I feel that analysis of this sort is incredibly appropriate for AI alignment. It seems rather plausible that neural networks, or anything just like them, will probably be applied as a element of AGI. If that's the situation, then we want to be able to reliably forecast and explanation about how neural networks behave in new predicaments, and how they connect with other techniques, and it is tough to assume how that may be doable and not using a deep understanding of the dynamics at play when neural networks learn from details.

Indicating that MLK was a "criminal" is A technique of saying that MLK imagined and acted as though he had a ethical accountability to break unjust rules also to consider immediate motion.

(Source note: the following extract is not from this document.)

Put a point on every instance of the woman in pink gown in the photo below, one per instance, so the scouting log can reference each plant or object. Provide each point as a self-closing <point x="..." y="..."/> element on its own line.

I also needs to Notice that I think that the fact that Gaussian procedures even perform at all by now in by itself provides us a fairly good reason to be expecting them to capture the vast majority of what can make NNs function in observe. For almost any specified operate approximator, if that operate approximator is very expressive then the "null hypothesis" need to be that it essentially won't generalise in the least.

By way of example, if a file could be compressed a whole lot by a ZIP file encoding, then that file has low Kolmogorov complexity, but not all minimal Kolmogorov complexity strings can be compressed by ZIP specially.

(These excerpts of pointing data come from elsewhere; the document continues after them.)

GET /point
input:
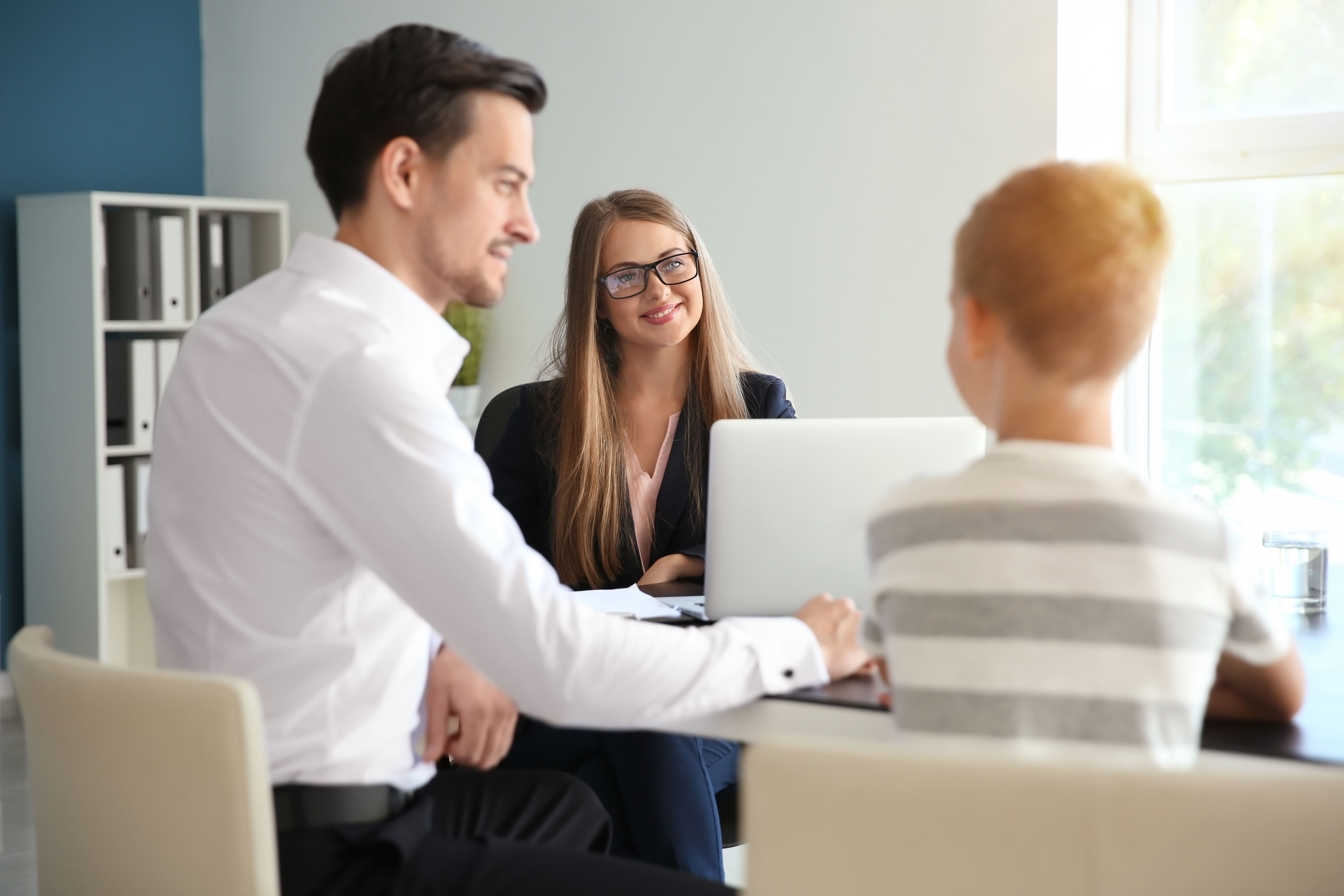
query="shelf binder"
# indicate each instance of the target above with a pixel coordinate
(130, 280)
(238, 252)
(132, 392)
(138, 504)
(167, 358)
(212, 259)
(115, 516)
(170, 269)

I am undecided I agree using this -- I feel Kolmogorov complexity is really a suitable Idea of complexity Within this context.

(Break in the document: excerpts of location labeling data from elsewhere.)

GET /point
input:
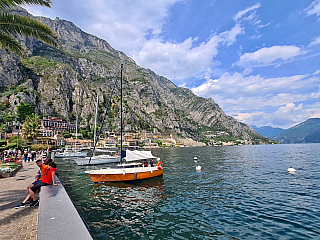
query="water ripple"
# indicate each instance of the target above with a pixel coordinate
(241, 193)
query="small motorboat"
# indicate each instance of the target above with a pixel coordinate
(291, 170)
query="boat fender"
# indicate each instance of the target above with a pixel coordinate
(160, 164)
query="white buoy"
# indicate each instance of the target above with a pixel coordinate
(291, 170)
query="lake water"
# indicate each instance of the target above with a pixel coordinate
(241, 192)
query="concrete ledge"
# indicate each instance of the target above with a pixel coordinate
(58, 217)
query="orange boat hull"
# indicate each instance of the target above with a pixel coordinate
(125, 177)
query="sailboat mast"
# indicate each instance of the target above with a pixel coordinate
(95, 120)
(121, 124)
(75, 143)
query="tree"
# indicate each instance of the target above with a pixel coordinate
(23, 110)
(31, 127)
(13, 24)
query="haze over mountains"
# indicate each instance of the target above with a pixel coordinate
(305, 132)
(66, 83)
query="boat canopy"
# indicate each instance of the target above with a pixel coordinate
(138, 155)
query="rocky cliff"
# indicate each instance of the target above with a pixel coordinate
(65, 82)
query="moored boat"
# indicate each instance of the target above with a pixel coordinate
(129, 171)
(96, 160)
(131, 167)
(70, 154)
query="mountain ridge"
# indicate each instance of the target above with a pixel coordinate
(61, 82)
(305, 132)
(267, 131)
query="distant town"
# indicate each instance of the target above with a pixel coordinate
(58, 133)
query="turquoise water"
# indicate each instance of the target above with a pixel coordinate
(241, 192)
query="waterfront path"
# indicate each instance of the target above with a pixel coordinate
(18, 223)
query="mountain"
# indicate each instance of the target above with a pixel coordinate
(267, 131)
(305, 132)
(65, 83)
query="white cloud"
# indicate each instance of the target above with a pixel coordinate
(183, 60)
(263, 101)
(269, 55)
(314, 42)
(177, 60)
(316, 94)
(123, 24)
(229, 37)
(314, 8)
(243, 15)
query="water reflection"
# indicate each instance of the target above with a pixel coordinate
(241, 193)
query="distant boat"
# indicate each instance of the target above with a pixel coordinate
(99, 159)
(70, 154)
(133, 168)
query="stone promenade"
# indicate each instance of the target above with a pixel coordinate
(18, 223)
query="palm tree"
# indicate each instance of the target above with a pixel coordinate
(30, 128)
(13, 24)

Thanks for this, this is de facto fascinating! I am especially intrigued to listen to pushback against it, mainly because I believe it's evidence for brief timelines.

On the other hand, in significant dimensional settings, the majority of the quantity is near the boundary, so it's not an enormous deal. I'm not aware about any work that statements SGD uniformly samples from this boundary, nonetheless it's worth Given that possibility Should the experimental results hold up.

If SGD operates mainly because it's Bayesian, then making it additional Bayesian ought to enable it to be perform superior. But according to that's not the situation. Decreasing the temperature, or using the MAP (=temperature 0) generalizes a lot better than getting the entire Bayesian posterior, as calculated by a pricey MCMC process.

I agree with all your summary. I'm mostly just clarifying what my check out is on the energy and In general role from the Algorithmic Information and facts Principle arguments, because you stated you identified them unconvincing.